Excel query
June 13, 2019 4:14 AM   Subscribe

Trying to attach a date and ID to multiple rows of data - do I need INDEX MATCH or some kind of multiple VLOOKUP or what?

I have an Excel file which looks like this:

PersonID, Date, ,,, [many other fields]
111, Date1, ,,,
111,,,,
111,,,,
222,,,,
222, Date2, ,,,
222,,,,
222,,,,
333, Date3, ,,,
333,,,,
333,,,,
333,,,,
333,,,,
333, Date4, ,,,
333,,,,

It was an XML export originally. I want to put the date against every related row and also add a unique reference number for that personID and date combination, ending up like this:

PersonID, Date, ,,, [many other fields]
111, Date1, ,,,UniqueID1
111, Date1, ,,,UniqueID1
111, Date1, ,,,UniqueID1
222, Date2, ,,,UniqueID2
222, Date2, ,,,UniqueID2
222, Date2, ,,,UniqueID2
222, Date2, ,,,UniqueID2
333, Date3, ,,,UniqueID3
333, Date3, ,,,UniqueID3
333, Date3, ,,,UniqueID3
333, Date3, ,,,UniqueID3
333, Date3, ,,,UniqueID3
333, Date4, ,,,UniqueID4
333, Date4, ,,,UniqueID4

The date that should go against each row is the date on the first or second row of the group of rows with that PersonID, unless there is a second date (as in record 333 above). So I have at least one and potentially several activity dates for each PersonID. If the first relevant date was always in the first row after change of PersonID, I could do this, but as it is sometimes in the second row and possibly subsequent rows, I cannot work it out. I cannot sort the data so that the first date is always in the first row, as the data in subsequent rows will get muddled - it is only clear which activity they relate to by their place in the dataset. Help!

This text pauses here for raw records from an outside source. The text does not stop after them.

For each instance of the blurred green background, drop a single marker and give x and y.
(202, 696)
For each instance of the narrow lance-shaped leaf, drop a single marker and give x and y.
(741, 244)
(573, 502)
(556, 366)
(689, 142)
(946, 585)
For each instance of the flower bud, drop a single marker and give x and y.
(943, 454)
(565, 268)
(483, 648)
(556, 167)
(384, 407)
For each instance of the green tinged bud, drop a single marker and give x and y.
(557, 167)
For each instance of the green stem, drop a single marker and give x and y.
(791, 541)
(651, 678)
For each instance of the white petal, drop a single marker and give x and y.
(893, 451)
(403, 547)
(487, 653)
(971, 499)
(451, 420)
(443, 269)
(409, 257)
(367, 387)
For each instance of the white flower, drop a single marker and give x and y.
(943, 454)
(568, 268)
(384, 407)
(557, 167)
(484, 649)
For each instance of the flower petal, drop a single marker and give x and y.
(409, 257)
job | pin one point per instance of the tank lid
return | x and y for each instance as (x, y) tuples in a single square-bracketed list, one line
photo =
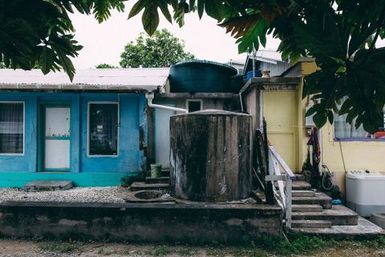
[(199, 62), (214, 112)]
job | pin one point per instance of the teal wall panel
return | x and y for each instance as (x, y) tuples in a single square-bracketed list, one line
[(86, 170)]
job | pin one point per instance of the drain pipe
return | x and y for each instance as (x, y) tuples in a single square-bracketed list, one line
[(150, 97)]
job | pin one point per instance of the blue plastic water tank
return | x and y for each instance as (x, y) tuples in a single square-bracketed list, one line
[(201, 76)]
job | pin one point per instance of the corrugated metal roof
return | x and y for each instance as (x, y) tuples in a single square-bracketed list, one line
[(132, 79), (269, 56)]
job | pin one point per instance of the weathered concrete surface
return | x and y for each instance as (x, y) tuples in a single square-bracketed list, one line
[(152, 222), (210, 155), (363, 230), (48, 185)]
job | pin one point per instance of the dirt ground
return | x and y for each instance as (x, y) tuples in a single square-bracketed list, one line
[(18, 248)]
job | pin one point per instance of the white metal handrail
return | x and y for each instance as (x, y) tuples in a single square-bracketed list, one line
[(281, 177)]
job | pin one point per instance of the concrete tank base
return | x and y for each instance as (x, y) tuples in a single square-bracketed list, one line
[(210, 156)]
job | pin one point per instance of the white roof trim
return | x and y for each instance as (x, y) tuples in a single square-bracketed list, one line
[(137, 79)]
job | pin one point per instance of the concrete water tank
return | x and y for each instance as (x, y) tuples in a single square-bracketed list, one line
[(210, 155)]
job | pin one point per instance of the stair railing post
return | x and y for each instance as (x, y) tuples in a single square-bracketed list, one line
[(288, 193)]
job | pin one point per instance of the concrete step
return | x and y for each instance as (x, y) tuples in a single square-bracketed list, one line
[(301, 185), (311, 224), (363, 230), (319, 198), (150, 180), (48, 185), (306, 208), (338, 215), (136, 186), (165, 172), (299, 177), (303, 193)]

PS I do also have MS Access but can't see a way to do it that way either.
posted by sock of ages to Computers & Internet (18 answers total)
 
Here's a link that I think will help -->
https://www.ablebits.com/office-addins-blog/2014/05/02/fill-blanks-excel/

Basically select all cells in the Date column, including the blank ones. Then go to Home->Editing->Find & Select-> Go To Special -> select "blanks". Then hit equals sign, arrow to the cell directly above, then hit Ctrl + Enter. All the blank data should then be filled in with the text directly above it. You can copy paste values so that the formula gets removed.
posted by watrlily at 4:29 AM on June 13, 2019


Response by poster: Hi, thanks for responding. The problem is that in some cases (my PersonID 222 in the first dataset above) the date is in the second or subsequent row. So filling in the value above for blanks does not work.
posted by sock of ages at 4:33 AM on June 13, 2019


I would use the auto filter and then filter by date column to suppress all lines where the date is blank - by your data then there would be a list of person IDs and dates that should be unique (ie no person ID in there twice). Then i'd make a new tab with this list, this is now your lookup list. Remove filtering.

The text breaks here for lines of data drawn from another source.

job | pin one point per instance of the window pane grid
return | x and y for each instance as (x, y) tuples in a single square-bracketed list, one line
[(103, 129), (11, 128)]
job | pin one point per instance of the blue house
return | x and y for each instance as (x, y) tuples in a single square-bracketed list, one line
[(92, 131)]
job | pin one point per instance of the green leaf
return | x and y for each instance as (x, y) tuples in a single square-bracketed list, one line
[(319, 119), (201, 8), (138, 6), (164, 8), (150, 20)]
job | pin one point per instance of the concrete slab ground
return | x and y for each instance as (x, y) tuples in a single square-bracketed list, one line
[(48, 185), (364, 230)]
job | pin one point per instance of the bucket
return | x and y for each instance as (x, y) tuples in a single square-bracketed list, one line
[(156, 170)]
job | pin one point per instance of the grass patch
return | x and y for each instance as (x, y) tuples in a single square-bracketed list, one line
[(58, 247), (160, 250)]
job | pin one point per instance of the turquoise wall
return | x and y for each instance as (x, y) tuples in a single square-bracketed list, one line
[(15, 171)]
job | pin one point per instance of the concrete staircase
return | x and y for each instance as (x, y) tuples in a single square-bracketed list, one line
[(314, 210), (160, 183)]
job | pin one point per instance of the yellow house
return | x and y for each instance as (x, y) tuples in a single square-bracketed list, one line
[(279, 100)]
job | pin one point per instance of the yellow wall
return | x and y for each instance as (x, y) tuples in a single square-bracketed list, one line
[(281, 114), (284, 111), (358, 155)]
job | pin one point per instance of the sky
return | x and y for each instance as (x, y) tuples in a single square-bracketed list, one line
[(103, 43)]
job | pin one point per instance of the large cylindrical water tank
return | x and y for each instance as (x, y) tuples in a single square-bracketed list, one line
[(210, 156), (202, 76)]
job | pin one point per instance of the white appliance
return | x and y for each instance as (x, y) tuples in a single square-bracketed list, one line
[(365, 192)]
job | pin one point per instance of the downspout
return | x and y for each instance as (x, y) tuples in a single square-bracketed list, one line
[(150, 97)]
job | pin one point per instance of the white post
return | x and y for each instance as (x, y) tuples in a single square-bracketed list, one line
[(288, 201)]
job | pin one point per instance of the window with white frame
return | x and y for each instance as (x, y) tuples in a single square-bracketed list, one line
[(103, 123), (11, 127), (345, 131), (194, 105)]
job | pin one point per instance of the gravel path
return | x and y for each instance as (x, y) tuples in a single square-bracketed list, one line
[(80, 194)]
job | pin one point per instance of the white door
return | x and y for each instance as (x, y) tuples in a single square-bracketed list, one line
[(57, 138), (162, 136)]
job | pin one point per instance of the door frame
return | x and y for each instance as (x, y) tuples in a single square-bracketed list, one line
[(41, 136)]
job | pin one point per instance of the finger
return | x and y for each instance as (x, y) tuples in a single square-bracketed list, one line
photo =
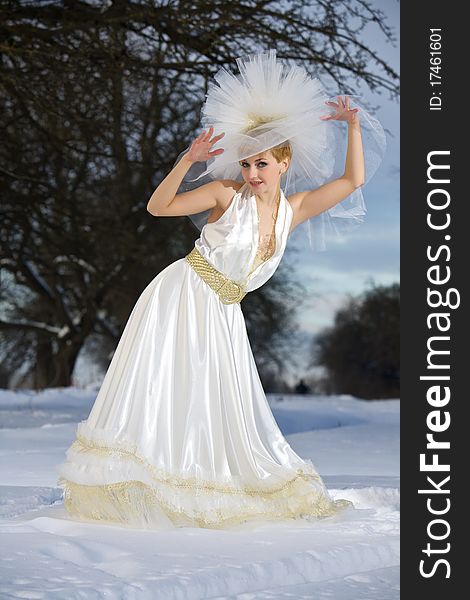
[(217, 138), (216, 152)]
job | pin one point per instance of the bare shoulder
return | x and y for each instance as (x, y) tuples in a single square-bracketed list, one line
[(224, 190), (295, 201)]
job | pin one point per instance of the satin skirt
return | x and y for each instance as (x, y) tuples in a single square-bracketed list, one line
[(181, 432)]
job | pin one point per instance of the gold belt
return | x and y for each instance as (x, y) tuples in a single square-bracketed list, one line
[(228, 290)]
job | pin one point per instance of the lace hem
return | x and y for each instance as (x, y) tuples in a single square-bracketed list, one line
[(133, 503), (111, 481)]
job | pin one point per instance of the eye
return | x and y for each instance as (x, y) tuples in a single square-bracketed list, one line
[(261, 164)]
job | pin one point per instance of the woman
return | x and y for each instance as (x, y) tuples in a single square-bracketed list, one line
[(181, 433)]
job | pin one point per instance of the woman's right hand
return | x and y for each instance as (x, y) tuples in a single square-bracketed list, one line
[(200, 148)]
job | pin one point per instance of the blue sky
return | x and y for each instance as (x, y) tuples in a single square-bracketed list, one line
[(372, 252)]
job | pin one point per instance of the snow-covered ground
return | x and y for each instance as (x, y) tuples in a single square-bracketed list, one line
[(353, 556)]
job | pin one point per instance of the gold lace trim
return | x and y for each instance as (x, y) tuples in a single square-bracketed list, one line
[(136, 503), (229, 291), (84, 445)]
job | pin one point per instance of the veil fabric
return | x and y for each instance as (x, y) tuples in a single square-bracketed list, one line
[(271, 103)]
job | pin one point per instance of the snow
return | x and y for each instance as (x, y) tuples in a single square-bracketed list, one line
[(354, 445)]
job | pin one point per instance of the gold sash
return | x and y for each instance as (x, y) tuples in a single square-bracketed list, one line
[(229, 291)]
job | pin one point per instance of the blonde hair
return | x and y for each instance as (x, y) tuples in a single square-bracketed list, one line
[(282, 151)]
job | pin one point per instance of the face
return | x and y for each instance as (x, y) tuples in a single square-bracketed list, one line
[(262, 171)]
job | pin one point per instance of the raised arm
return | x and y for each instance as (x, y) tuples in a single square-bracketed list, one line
[(164, 200), (313, 202)]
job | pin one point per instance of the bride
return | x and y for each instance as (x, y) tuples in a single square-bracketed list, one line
[(181, 432)]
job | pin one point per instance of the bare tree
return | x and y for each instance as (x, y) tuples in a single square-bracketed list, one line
[(97, 100)]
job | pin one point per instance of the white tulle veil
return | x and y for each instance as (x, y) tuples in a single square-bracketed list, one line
[(271, 103)]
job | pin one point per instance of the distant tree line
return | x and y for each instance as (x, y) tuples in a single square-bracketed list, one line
[(361, 350), (97, 99)]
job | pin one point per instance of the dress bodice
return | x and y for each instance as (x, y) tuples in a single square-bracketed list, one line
[(231, 244)]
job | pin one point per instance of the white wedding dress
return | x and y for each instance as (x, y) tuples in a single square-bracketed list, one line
[(181, 433)]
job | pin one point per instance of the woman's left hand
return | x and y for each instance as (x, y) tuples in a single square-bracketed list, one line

After that, use vlookup on the person ID to fill the date for all lines. I'd probably make a new column then you can quality control by a quick visual inspection to make sure the dates look right. Then another new column using concatenate to mash the ID and date together.
posted by london explorer girl at 4:44 AM on June 13, 2019 [2 favorites]


The problem is that in some cases (my PersonID 222 in the first dataset above) the date is in the second or subsequent row. So filling in the value above for blanks does not work.

How sure are you, in that case, that the third last line needs to be filled in with Date3 as opposed to Date4? By what criterion is that decision made?

Also, what are your chances of gaining access to the original XML file? It may well be easier to generate a clean and complete export from than than to fix up the wonky one you're working with at present.
posted by flabdablet at 4:54 AM on June 13, 2019


I came in here to say what london explorer girl did.
posted by moiraine at 5:10 AM on June 13, 2019


Response by poster: Sorry, london explorer girl, there are data on every line, just in different fields - the export from XML has somehow stepped the data, so it looks

PersonID, Date, ,,, [many other fields]
111, Date1, ,,,
111,[date field blank],[some other value in this field],[remaining fields blank],
111,[date field blank],[this field blank],[some value here],[remaining fields blank]

So apart from PersonID, there is only one field with data in it in each row, but that field moves to the right each time, if that makes any sense at all. I'd lose data with what you suggest.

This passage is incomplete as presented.